O rebanho bovino da Bahia atingiu a marca de 13,7 milhões de cabeças, enquanto a produção de ovos ultrapassou 127,7 milhões de dúzias — números que refletem o crescimento contínuo da atividade. Pelo quarto ano consecutivo, a bovinocultura baiana avançou, com aumento de 3,5% em relação a 2023. Santa Rita de Cássia lidera o ranking estadual, seguida por Itamaraju e Itanhém.
Na avicultura, o destaque vai para Eunápolis, que produziu 27 milhões de dúzias de ovos, com crescimento de 11,5% no ano. Barreiras e Entre Rios completam o pódio da produção estadual. O avanço é atribuído à expansão da produção de grãos, essencial para a alimentação animal, e à chegada de novas empresas que impulsionam a cadeia produtiva.
Segundo o secretário estadual da Agricultura, Pablo Barrozo, os resultados refletem o potencial da Bahia, que reúne condições climáticas, territoriais e políticas favoráveis ao desenvolvimento do setor. Já João Paulo Caetano, da SEI-BA, destacou que a pecuária representa até 30% do PIB agropecuário baiano, contribuindo significativamente para as exportações e geração de empregos.

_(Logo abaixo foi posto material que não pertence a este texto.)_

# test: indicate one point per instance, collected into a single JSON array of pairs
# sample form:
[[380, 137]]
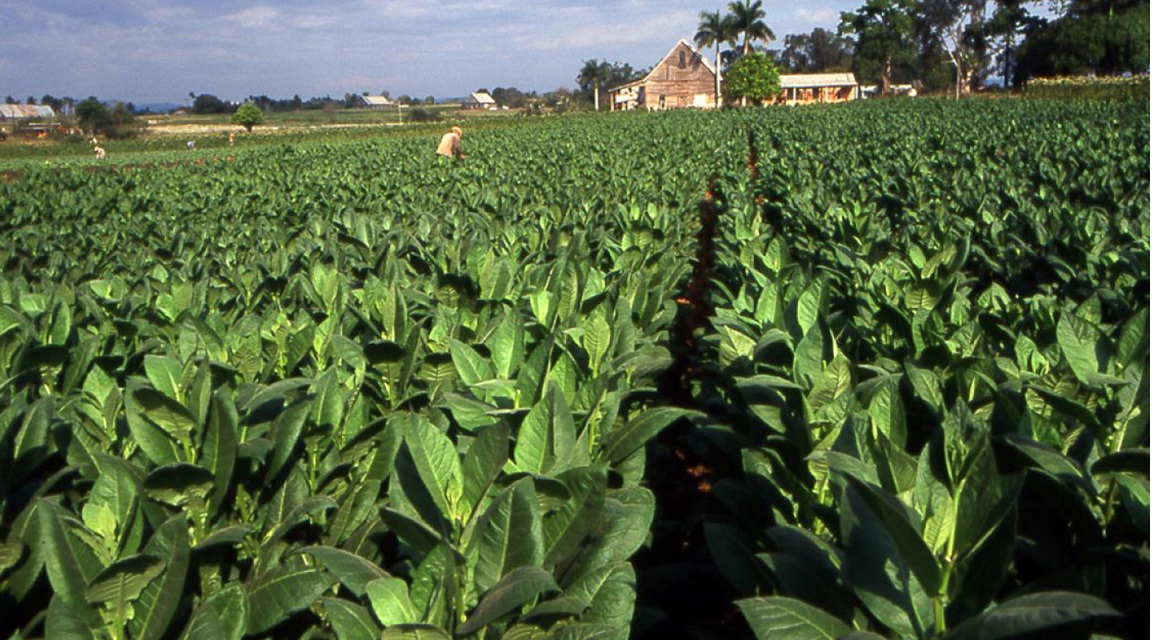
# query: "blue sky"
[[149, 51]]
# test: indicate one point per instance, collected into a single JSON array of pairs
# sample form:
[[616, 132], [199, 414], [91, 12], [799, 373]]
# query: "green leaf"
[[507, 345], [220, 444], [1081, 343], [350, 621], [609, 592], [391, 602], [63, 623], [72, 563], [566, 528], [30, 447], [783, 618], [177, 484], [623, 441], [123, 580], [889, 566], [351, 570], [1134, 493], [415, 632], [286, 436], [483, 463], [547, 434], [157, 423], [164, 373], [437, 464], [282, 591], [508, 534], [471, 367], [1055, 614], [516, 589], [160, 599], [222, 615]]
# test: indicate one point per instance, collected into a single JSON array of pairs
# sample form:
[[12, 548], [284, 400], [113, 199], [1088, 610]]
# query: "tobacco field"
[[871, 371]]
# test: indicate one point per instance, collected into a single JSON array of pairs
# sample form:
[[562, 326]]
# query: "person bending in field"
[[449, 144]]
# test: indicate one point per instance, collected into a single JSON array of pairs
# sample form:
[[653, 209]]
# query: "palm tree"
[[748, 18], [592, 73], [714, 30]]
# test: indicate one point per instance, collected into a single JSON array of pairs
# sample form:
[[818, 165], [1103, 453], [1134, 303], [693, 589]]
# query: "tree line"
[[938, 45], [954, 45]]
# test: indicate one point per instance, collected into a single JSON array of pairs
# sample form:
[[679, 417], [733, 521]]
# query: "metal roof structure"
[[811, 81], [482, 98], [25, 112], [376, 100]]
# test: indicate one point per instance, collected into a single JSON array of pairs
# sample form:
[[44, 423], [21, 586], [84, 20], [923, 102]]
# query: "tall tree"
[[885, 35], [816, 52], [956, 27], [748, 20], [712, 31], [592, 74]]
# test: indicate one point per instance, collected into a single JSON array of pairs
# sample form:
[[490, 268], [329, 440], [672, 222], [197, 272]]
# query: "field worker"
[[449, 144]]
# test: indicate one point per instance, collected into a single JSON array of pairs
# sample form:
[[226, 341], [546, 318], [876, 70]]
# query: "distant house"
[[13, 113], [373, 101], [811, 89], [479, 100], [683, 78]]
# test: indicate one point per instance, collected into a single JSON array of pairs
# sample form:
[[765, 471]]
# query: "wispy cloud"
[[160, 50]]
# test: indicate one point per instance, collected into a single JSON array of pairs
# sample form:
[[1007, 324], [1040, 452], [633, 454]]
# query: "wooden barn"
[[479, 100], [684, 78], [816, 89]]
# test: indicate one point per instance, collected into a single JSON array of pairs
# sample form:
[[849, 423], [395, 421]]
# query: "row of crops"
[[896, 383]]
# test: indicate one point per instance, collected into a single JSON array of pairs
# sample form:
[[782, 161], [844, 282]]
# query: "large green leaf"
[[887, 563], [350, 621], [516, 589], [566, 528], [281, 592], [437, 463], [353, 571], [157, 423], [159, 600], [72, 563], [508, 534], [220, 444], [391, 602], [222, 615], [623, 441], [122, 581], [483, 463], [471, 367], [1082, 344], [783, 618], [546, 436], [1055, 614]]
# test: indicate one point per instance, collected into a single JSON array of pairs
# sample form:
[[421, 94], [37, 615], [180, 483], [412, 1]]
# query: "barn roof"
[[25, 112], [809, 81], [376, 100], [703, 58]]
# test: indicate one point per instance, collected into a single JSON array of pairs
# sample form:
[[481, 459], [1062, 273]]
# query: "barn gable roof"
[[810, 81], [667, 59], [25, 112]]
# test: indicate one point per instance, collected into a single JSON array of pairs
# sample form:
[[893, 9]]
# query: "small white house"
[[479, 100], [373, 101]]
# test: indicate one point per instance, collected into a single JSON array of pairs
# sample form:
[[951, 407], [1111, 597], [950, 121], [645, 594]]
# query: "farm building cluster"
[[35, 119], [684, 78]]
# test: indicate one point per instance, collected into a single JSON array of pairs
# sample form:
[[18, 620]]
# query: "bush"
[[1085, 88], [423, 115]]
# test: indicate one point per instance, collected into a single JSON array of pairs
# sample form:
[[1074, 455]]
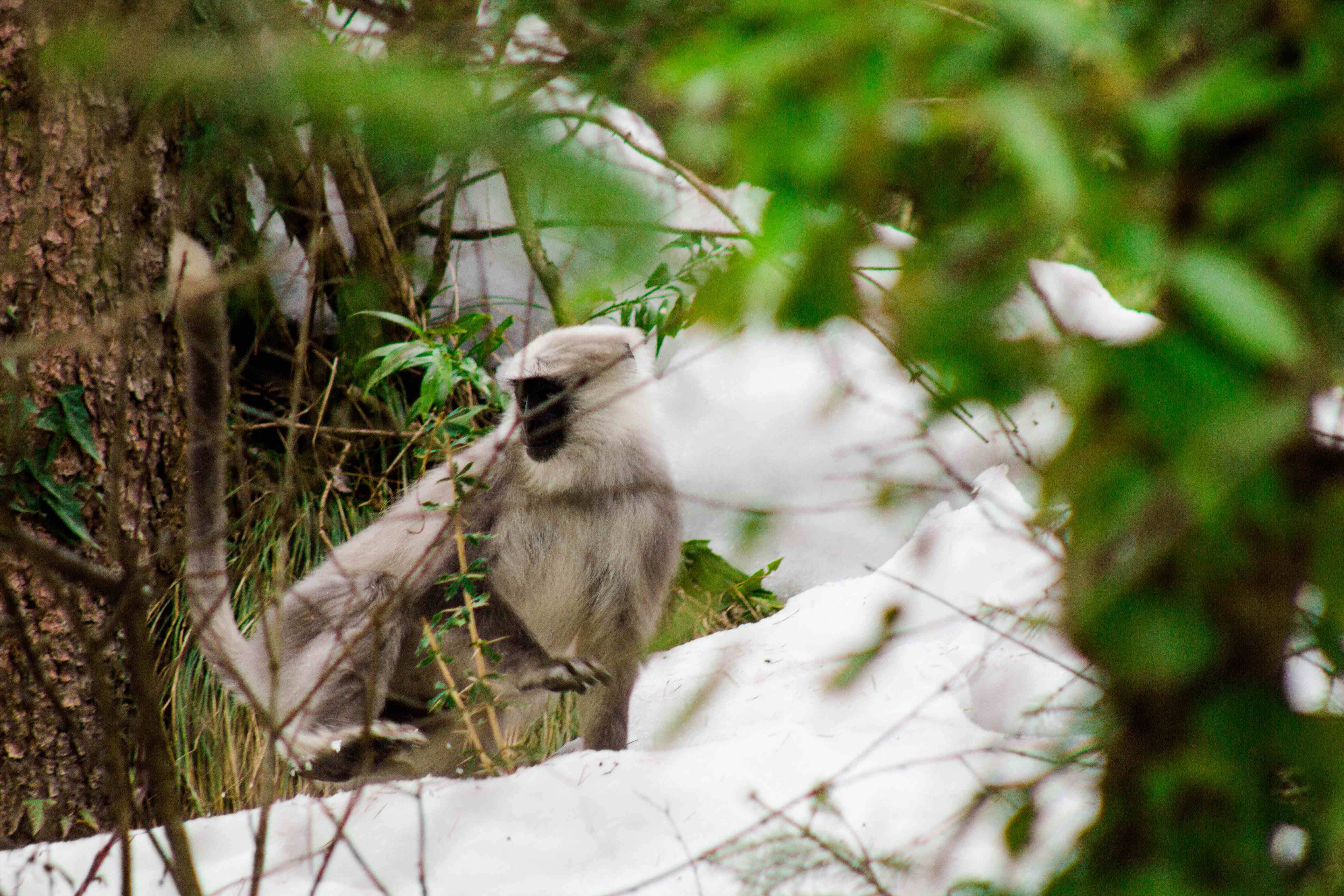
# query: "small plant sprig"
[[666, 308], [29, 481]]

A reunião contou com a presença de órgãos como Seagri, SEI-BA, Adab, SDR, Mapa, Conab, Faeb/Senar e Sebrae-BA, reforçando o compromisso institucional com o fortalecimento da agropecuária. Com os números em ascensão e a estrutura cada vez mais integrada, a Bahia se firma como um dos pilares do agronegócio nacional.